Friday, 19 October 2007

Queen of Camelot by Nancy McKenzie

On the night of Guinevere's birth, a wise woman declares a prophecy of doom for the child: she will be gwenhwyfar, the white shadow, destined to betray her king, and be herself betrayed. Years pass, and Guinevere becomes a great beauty, riding free across Northern Wales on her beloved horse.

She is entranced by the tales of the valorous Arthur, a courageous warrior who seems to Guinevere no mere man, but a legend. Then she finds herself betrothed to him and, like the knights that follow him, swiftly falls under Arthur's spell ...At the side of King Arthur, Guinevere reigns strong and true. Yet she soon learns how the dark prophecy will reveal itself - she is unable to conceive.
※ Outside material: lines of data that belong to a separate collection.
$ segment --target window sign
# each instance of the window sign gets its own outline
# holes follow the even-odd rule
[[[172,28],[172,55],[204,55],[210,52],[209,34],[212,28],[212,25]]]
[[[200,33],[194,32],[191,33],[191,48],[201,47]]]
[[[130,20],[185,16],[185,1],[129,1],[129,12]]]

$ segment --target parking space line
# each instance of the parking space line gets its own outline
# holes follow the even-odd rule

Arthur's only true heir is Mordred, offspring of a cursed encounter with the witch Morgause. Now Guinevere makes a fateful choice: to raise the child as her own, to teach him to be a ruler and to honour Camelot. Mordred will be her greatest joy - and the key to her ultimate downfall.

Told from the viewpoint of Guinevere this tells the story of Guinevere from a young girl to Queen and the tae of her love for two men - Arthur and Lancelot. A tale told so many times but, her told so beautifully, the beautifully developed characters that we know so well, and Guinevere's jealous cousin Elaine. Its quite different from other books that sometimes feature more of Arthur's battles.

Most of us know of Guinevere's story marrying Arthur and her affair with Lancelot but, this book goes more in-depth than that, with descriptions of the Arthurian world and comparing to other books this doesn't show Guinevere as the whiny young woman some books portray her as, but for me you see so many different sides to her, a truly stunning portrayal.

This is a long book but, not laboriously so I enjoyed this immensely, I prefer this type of books of the re-telling of the Arthurian saga as opposed to the ones more based on battles and whilst I wouldn't say this is my most favourite re-telling, for me Mist of Avalon is extraordinrily hard to beat this is a really beautiful and engrossing re-telling.

Loved it!

2 comments:

Daphne said...

I loved this book. It was nice to see a "non-whining" Guinevere for a change, wasn't it?!

Rhinoa said...

I read this a few years ago and enjoyed it too. It seemed based on the ideas of Mary Wesley and her Merlin trilogy which I loved as well.